El gato de Botero estuvo años buscando una casa en Barcelona. En 2003, por fin, la encontró en la Rambla del Raval.

Los gatos son curiosos e independientes por naturaleza. No son capaces de permanecer quietos en un mismo sitio durante mucho tiempo—a no ser que encuentren un rincón calentito con sol. El caso es que por mucho que les guste saltar de balcón en balcón y hacer amiguitos, siempre acaban volviendo allá donde les ponen un cuenco con comida, su hogar. Al gato de Botero, símbolo del barrio del Raval, le costó 16 años encontrar su sitio. Esta es la historia de un minino gordo que aunque al principio no caía bien, acabó enterneciendo a barceloneses y turistas. Vamos, lo normal.

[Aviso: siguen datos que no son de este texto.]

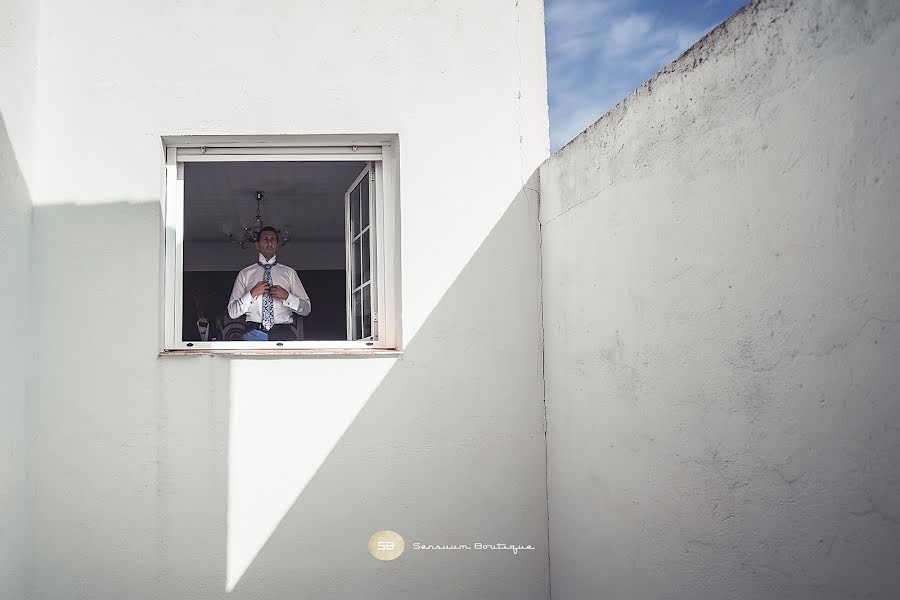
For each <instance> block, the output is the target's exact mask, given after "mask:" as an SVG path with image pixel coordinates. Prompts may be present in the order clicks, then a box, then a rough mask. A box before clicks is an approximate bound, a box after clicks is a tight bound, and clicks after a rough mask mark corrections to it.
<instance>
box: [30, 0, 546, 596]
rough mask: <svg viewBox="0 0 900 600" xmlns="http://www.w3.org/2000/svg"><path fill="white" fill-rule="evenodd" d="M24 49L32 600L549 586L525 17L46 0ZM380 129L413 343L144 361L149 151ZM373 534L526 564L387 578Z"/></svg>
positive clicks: (432, 561)
mask: <svg viewBox="0 0 900 600" xmlns="http://www.w3.org/2000/svg"><path fill="white" fill-rule="evenodd" d="M40 34H41V35H40V49H41V53H40V56H41V58H40V65H39V71H38V77H39V79H38V84H39V90H40V94H39V102H38V115H39V122H40V130H39V131H40V133H39V143H38V156H39V168H40V187H39V192H38V193H37V195H36V196H35V198H34V203H35V209H34V243H33V247H34V263H33V272H34V276H35V284H34V285H33V287H32V297H33V299H34V304H35V310H36V311H37V313H38V314H39V315H40V319H39V320H38V323H37V326H36V329H35V330H34V331H33V334H34V336H35V337H36V338H37V350H36V359H35V362H34V363H33V366H32V374H33V379H34V384H33V386H32V388H31V390H30V398H31V402H32V405H33V409H32V413H33V416H32V418H33V426H32V427H33V432H34V437H35V445H34V449H33V459H32V472H33V474H34V477H35V479H36V480H37V481H39V482H40V484H39V485H38V486H37V488H36V497H35V501H34V513H35V514H34V524H35V556H34V569H35V574H36V575H35V579H34V594H33V597H34V598H35V599H50V598H53V599H58V598H67V597H91V598H97V599H112V598H121V597H128V598H133V599H139V598H159V597H163V598H172V599H175V598H191V599H202V598H223V597H226V595H228V597H237V598H240V597H247V598H254V599H259V598H284V597H288V596H291V597H297V596H298V595H302V596H310V597H314V596H316V595H317V594H318V595H320V596H322V597H364V596H365V597H384V598H420V597H423V596H427V597H432V598H440V597H448V598H449V597H460V596H467V597H516V598H545V597H546V588H547V580H548V575H547V547H546V490H545V482H544V442H543V429H542V418H543V409H542V386H541V375H540V369H541V358H540V356H541V355H540V345H541V331H540V310H539V285H538V274H539V268H538V250H537V249H538V243H537V212H536V210H537V197H536V195H535V193H533V192H529V191H528V190H524V191H523V186H524V185H525V183H526V179H527V178H528V177H529V176H530V175H531V173H532V172H533V171H534V170H535V168H536V167H537V165H538V164H539V163H540V162H541V161H542V160H543V159H544V158H545V157H546V155H547V147H548V132H547V127H548V126H547V110H546V82H545V66H544V64H545V60H544V47H543V15H542V6H541V2H539V1H538V0H528V1H523V2H518V3H514V2H504V3H494V2H487V3H473V2H468V1H463V0H457V1H452V2H440V3H423V2H419V1H412V0H410V1H400V2H377V3H359V2H350V1H343V0H341V1H337V2H328V3H322V2H312V1H304V2H288V1H276V2H270V3H266V4H263V5H261V4H259V3H255V4H254V3H250V4H248V3H237V2H226V3H221V2H216V3H212V2H176V1H174V0H166V1H163V2H159V1H156V0H154V1H150V0H146V1H138V2H124V3H123V2H106V1H100V0H92V1H89V2H87V3H84V2H82V3H78V4H72V3H69V2H62V1H58V0H48V1H46V2H43V3H42V4H41V27H40ZM372 132H375V133H396V134H398V135H399V139H400V185H401V188H400V196H401V219H402V223H401V236H402V237H401V244H402V257H401V263H402V273H403V280H402V282H401V283H402V294H403V296H402V307H403V323H402V324H403V332H404V348H405V349H404V353H403V355H402V356H400V357H393V358H298V357H292V358H284V359H272V358H269V357H255V358H240V357H237V358H235V357H231V358H229V357H221V356H219V357H210V356H200V357H184V356H177V357H171V356H168V357H158V356H157V351H158V339H159V337H158V331H159V313H160V294H159V268H160V265H159V239H160V227H161V223H160V215H159V195H160V178H161V153H160V136H163V135H180V134H232V135H238V134H281V133H293V134H307V133H327V134H331V133H372ZM532 187H533V186H532ZM252 259H253V256H252V255H250V254H249V253H248V255H247V261H250V260H252ZM240 266H242V265H236V268H237V267H240ZM313 307H314V308H313V310H315V300H313ZM384 529H392V530H396V531H397V532H399V533H400V534H401V535H403V536H404V537H405V538H406V540H407V542H408V544H409V545H410V547H411V546H412V543H413V542H415V541H420V542H423V543H431V544H452V543H466V542H467V541H469V542H489V541H491V540H493V541H495V542H496V541H502V542H508V543H519V544H532V545H534V546H536V547H537V549H536V550H535V551H532V552H526V553H519V555H517V556H512V555H508V554H507V553H503V552H483V553H480V554H476V553H462V554H447V553H444V554H440V553H437V554H435V553H427V552H421V551H420V552H418V553H416V552H414V551H412V550H411V549H410V550H409V551H408V552H407V553H406V554H405V555H404V556H402V557H401V558H400V559H398V560H396V561H393V562H390V563H382V562H380V561H377V560H375V559H374V558H372V557H371V556H370V555H369V554H368V551H367V546H366V544H367V542H368V539H369V536H370V535H371V534H372V533H374V532H376V531H378V530H384ZM226 590H231V591H230V592H228V591H226Z"/></svg>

El gato más gordo de Barcelona es obra del escultor Fernando Botero, conocido por su predilección por lo curvy. El Ayuntamiento de Barcelona se la compró en 1987 para hacer compañía a los animales del zoo del parc de la Ciutadella. Debió bufar a más de un mono porque durante los Juegos Olímpicos del 92 lo trasladaron al estadio Olímpico Lluís Companys, en Montjüic. Ya se sabe que los gatos son seres inconformistas e impacientes, sobre todo con las visitas. Por eso pasó de ronronear a los atletas y bajó a la plaza de Blanquerna, detrás de las Drassanes Reials. El emplazamiento parecía perfecto porque podía cotillear lo que pasaba en La Rambla pero también gozar de cierta tranquilidad. Sin embargo, pronto empezó a sentirse incómodo, quizá estar cerca del agua no era lo suyo.

gato de botero
Primer plano del gato de Botero, el minino más ‘ravalero’.
Bienvenido al Raval

En el 2003 el Ayuntamiento buscaba dar personalidad a la recién creada Rambla del Raval, hoy llena de terrazas, bares y cafés. A nuestro minino le gustaban los nuevos aires de ese barrio con espíritu callejero, semejante a un tal Lavapiés del que había oído maullar a otros gatos. No lo sabe pero estuvo a punto de ser sustituido por una escultura del filipino David Medalla. La propuesta se echó atrás por la forma fálica de la obra, curioso teniendo en cuenta que dos años después se inauguraría la Torre Agbar. La cuestión es que el gato de Botero se acomodó a un lado de esta nueva calle. Ahí se ha quedado.

Hoy es objeto de interés de locales y turistas. Los primeros se lamentan de que los años pesen para el gato de Botero (ya van treinta y uno); tanto viaje y curioso tocón han hecho que pierda parte de su brillo. Los segundos le tocan el cascabel o los ovillos porque alguien les ha contado que si piden un deseo se cumple. También se hacen multitud de selfies, fotos y videos con él. Ya se sabe, gatos e internet son una apuesta segura para conseguir likes. Lo que está claro es que hace tiempo que se cansó de vagar y se ha convertido en uno de los personajes más emblemáticos del Raval.